Qu’il s’agisse de la biodiversité ou des grands fonds marins, la connaissance scientifique des mers et océans apparaît essentielle pour piloter les politiques publiques et les actions diplomatiques, du niveau local jusqu’à l’échelle internationale.
IV. Une gouvernance bleue à construire : science, diplomatie, territoires
Aucune stratégie maritime sérieuse ne peut s’écrire sans une gouvernance adaptée à la complexité de l’océan. La mer n’est pas un territoire comme les autres : mouvante, transfrontalière, régie par des conventions internationales aussi bien que par des souverainetés nationales. Elle est le lieu d’intersections entre climat, commerce, biodiversité, ressources, sécurité et science. Et pourtant, elle reste encore largement sous-gouvernée.
La puissance publique, pour être à la hauteur, doit articuler les échelles – des littoraux à l’ONU –, les temporalités – du court terme politique au temps long géologique – et les disciplines – du droit à l’océanographie, de la diplomatie à l’économie. Il en va de la mer comme du climat : seule une alliance entre savoirs, États, territoires et sociétés civiles permettra de préserver et régénérer ce bien commun mondial.

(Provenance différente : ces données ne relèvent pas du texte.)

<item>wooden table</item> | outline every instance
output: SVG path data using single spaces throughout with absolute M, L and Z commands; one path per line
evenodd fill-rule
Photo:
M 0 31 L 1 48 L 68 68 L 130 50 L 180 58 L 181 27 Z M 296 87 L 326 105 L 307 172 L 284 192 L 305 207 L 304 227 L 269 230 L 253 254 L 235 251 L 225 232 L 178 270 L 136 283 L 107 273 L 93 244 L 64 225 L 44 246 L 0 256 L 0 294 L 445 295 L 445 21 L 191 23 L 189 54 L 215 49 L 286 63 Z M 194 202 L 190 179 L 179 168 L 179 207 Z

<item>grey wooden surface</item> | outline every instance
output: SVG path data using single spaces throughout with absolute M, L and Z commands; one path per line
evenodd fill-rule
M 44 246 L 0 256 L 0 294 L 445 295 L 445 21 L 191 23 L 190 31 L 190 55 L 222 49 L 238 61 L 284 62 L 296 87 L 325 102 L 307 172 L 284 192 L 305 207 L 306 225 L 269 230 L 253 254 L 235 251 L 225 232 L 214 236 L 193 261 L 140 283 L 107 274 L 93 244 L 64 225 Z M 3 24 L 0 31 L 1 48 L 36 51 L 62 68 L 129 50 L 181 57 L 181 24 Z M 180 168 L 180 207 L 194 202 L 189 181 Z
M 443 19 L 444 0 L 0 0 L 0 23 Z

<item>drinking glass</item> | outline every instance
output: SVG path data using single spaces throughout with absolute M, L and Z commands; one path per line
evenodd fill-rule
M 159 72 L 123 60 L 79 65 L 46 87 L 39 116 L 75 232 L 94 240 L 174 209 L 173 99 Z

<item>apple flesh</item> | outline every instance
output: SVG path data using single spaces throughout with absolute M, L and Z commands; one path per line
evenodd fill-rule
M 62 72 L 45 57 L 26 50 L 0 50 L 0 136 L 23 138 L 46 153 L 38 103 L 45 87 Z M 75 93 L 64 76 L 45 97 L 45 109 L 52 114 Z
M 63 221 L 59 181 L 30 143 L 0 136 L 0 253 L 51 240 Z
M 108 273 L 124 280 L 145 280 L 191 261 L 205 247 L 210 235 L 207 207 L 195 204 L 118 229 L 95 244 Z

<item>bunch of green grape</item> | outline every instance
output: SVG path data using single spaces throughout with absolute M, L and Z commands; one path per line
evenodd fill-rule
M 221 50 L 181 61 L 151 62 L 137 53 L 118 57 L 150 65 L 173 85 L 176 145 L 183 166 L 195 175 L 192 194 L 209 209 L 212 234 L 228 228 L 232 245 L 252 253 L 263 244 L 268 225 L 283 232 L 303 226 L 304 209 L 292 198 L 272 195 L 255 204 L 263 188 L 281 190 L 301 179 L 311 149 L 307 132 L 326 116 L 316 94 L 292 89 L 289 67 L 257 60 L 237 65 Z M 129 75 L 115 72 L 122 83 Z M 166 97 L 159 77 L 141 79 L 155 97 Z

1. Pour une diplomatie bleue pionnière : faire de la France une puissance maritime au service du multilatéralisme
Face à l’urgence écologique et à la nécessité de préserver les océans, la France ambitionne de devenir une puissance maritime engagée dans le multilatéralisme. En la matière, sa diplomatie s’est récemment illustrée par des positions fortes : opposition à la pêche électrique, soutien aux aires marines protégées, appel à un moratoire sur l’exploitation des grands fonds marins et engagement en faveur d’un traité international contre la pollution plastique. Cependant, ces initiatives restent parfois isolées ou insuffisamment mises en valeur.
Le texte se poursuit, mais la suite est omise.